How can the UK help?

IssueJune - July 2024
News by Ian Sinclair

On 21 May, the Nuclear Education Trust, an independent charity that aims to inform and educate decision-makers, the public and media about nuclear weapons, launched its new report The Future for UK Defence, Diplomacy and Disarmament in the House of Lords.

Written by Dr Tim Street and based on a survey of UK parliamentarians, think tank experts, academics and representatives of civil society organisations (including PN editor Milan Rai), the report considers ‘how the UK can best harness its defence and foreign policy to reduce international tensions and help get the world back on a path to nuclear disarmament.’

According to the report’s conclusion ‘For many we spoke to, the potential for progress on arms control and disarmament is… low given the tensions and distrust between the major powers [over the war in Ukraine]’.

Speakers at the event included former foreign secretary Margaret Beckett MP and Julian Lewis MP, former chair of the Commons defence select committee, along with spokespeople from the Scottish National party (SNP), Liberal Democrats, Green party of England and Wales and Plaid Cymru..

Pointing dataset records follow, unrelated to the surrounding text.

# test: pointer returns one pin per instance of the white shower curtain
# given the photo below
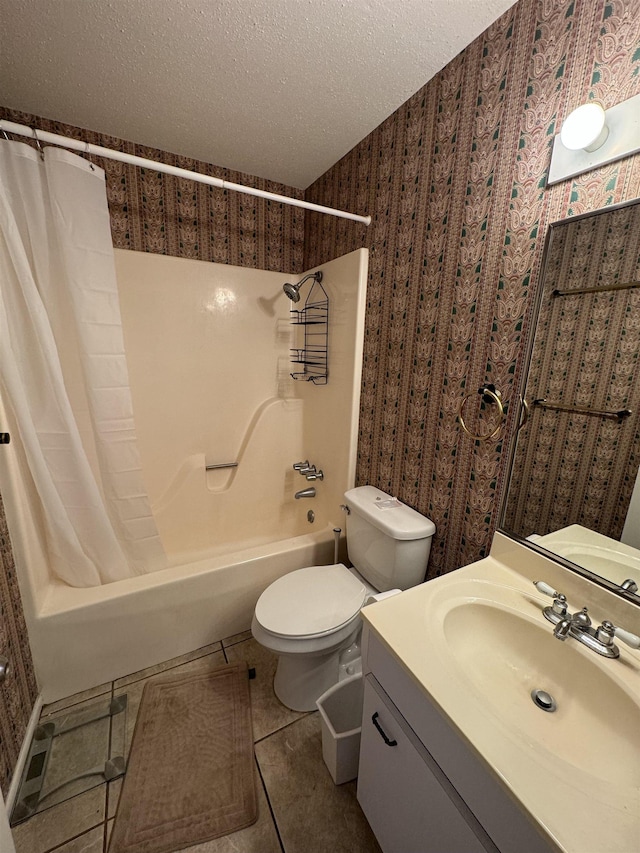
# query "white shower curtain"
(61, 342)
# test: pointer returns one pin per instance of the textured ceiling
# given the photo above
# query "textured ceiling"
(281, 89)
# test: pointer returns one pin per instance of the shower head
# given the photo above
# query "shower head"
(293, 290)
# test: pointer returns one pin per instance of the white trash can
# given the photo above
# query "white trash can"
(341, 716)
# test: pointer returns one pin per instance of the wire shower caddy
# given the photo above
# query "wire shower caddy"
(314, 317)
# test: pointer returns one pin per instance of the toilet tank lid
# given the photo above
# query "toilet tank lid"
(389, 514)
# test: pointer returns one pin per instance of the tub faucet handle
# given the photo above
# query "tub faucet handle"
(306, 493)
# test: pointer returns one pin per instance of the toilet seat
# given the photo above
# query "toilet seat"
(311, 602)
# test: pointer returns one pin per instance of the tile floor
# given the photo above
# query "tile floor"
(300, 809)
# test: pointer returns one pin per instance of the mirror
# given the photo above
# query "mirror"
(574, 464)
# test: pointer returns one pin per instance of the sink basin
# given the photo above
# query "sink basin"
(506, 655)
(477, 644)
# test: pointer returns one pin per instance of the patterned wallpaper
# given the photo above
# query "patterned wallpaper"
(18, 693)
(572, 468)
(455, 182)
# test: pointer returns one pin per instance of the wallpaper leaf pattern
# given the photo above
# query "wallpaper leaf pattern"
(457, 191)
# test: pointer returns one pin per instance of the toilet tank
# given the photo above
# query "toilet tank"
(387, 541)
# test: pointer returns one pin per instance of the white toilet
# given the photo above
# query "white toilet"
(308, 617)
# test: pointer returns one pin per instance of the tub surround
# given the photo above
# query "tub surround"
(227, 533)
(528, 787)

During the wide-ranging discussion, Beckett expressed support for the 1968 Nuclear Non-Proliferation Treaty, while calling the 2017 Treaty on the Prohibition of Nuclear Weapons (TPNW) ‘a waste of time’.

In contrast, Street argued ‘we need to stress test… the TPNW’, noting the the TPNW process highlighted the colonial origins of the West’s nuclear weapons (taking uranium from the Congo and undertaking nuclear tests in the Global South) and the West’s continuing nuclear threats against non-nuclear weapon states.

The report notes Rai’s contribution ‘emphasised that the meaning of nuclear deterrence for the UK is not properly understood’, with the public generally believing it to mean deterring a first strike on the British Isles.

In contrast, ‘top decision-makers understand it to have a wider, extended application, protecting the UK’s overseas interests and ability to project power globally’.

The report continues: ‘The difference in understanding between the public’s general view of the role of the UK’s nuclear weapons – and what deterrence means – and how elites use these weapons on the world stage, is a key barrier to building political support for progressive, disarmament-oriented policies.’

Arguing his party’s anti-Trident nuclear weapons policy reflected Scottish public opinion, former SNP defence spokesperson Dave Doogan MP said public opinion in England ‘has not been informed by high quality parliamentary debate about whether or not we should be a nuclear-armed country – because I’m not convinced that debate has happened meaningfully in the last few decades’.

Lewis responded, saying there was a ‘high-level discussion’ in the House of Commons main chamber on the UK’s nuclear weapons on 17 January 2013, organised by a group of parliamentarians including Paul Flynn MP, Jeremy Corbyn MP and Lewis himself.

In addition, Lewis, who worked for the Conservative Party-adjacent anti-Campaign for Nuclear Disarmament pressure group Coalition for Peace Through Security (CPS) in the 1980s, said opinion polls commissioned by the organisation consistently showed the majority of Britons supported the UK retaining its nuclear weapons if Russia had nuclear weapons.

He argued the outcome of the 1983 and 1987 general elections, in which nuclear weapons were a key issue, vindicated the CPS’s polling.

The report provides 50 policy recommendations, divided into incremental, innovative and transformative proposals.

In the report’s conclusion, Street lists a number of domestic political obstacles to the UK prioritising nuclear arms control, non-proliferation and disarmament, including ‘the political and economic influence of the US and NATO on UK policymakers’, ‘secrecy, and a lack of democratic accountability and oversight’ and ‘a mainstream media that does not accurately report the UK’s international behaviour.’